3.10.12

E apagar imagens sagradas, pode-se?

Por Ferreira Fernandes
VOLTO ao caso dos catálogos blasfemos. Uma empresa, depois arrependida, fez catálogos para a Arábia Saudita, onde, mais do que ridiculizar e insultar, se apagou a figura de culto de muitos fiéis: a mulher. 
É preciso entender que a não-representação, isto é, a anulação figurativa da mulher vai contra todos os ensinamentos desta religião. Os crentes que adoram a mulher, entre os quais me incluo, consideram uma afronta que a tentem esconder atrás de uma burka, quanto mais apagá-la. 
As mulheres são para ser vistas.
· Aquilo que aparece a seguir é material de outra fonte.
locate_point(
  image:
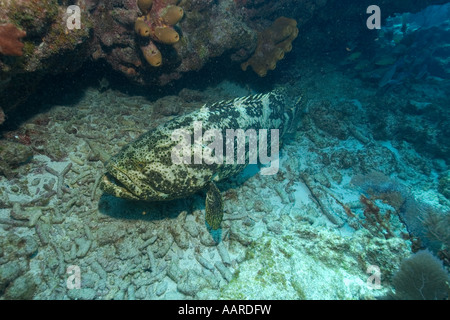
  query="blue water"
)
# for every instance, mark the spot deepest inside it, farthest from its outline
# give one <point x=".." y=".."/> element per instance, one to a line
<point x="363" y="182"/>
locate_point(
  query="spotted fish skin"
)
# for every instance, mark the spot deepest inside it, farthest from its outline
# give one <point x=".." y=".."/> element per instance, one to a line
<point x="143" y="170"/>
Como a minha avó, operária têxtil e analfabeta, viúva desde os 29 anos e que educou as duas filhas sozinha, a ir buscar-me ao colégio de meninos bem, de carrapito, cara limpa e orgulhosa. Essa imagem para mim é sagrada. Calculem o que é para mim, homem crente e piedoso, ver esse símbolo ser raspado, sumido, negado nas páginas de um catálogo. Não há minha avó, nem filha da minha avó, nem bisneta da minha avó, mulher nenhuma... E nem pensem que me revolto só por essas santas pessoais. A minha religião é de muitas profetizas: é-me insuportável aceitar que apaguem o sorriso da brasileira que me entrega o café ao balcão, que me tapem o cabelo curto da presidente da Assembleia da República, que me calem a voz da Carminho. 
Não vou queimar bandeiras para embaixadas, respeito demasiado a minha religião para a proclamar com voz esganiçada. Mas choca-me o silêncio das outras igrejas agora que a minha crença foi tão insultada.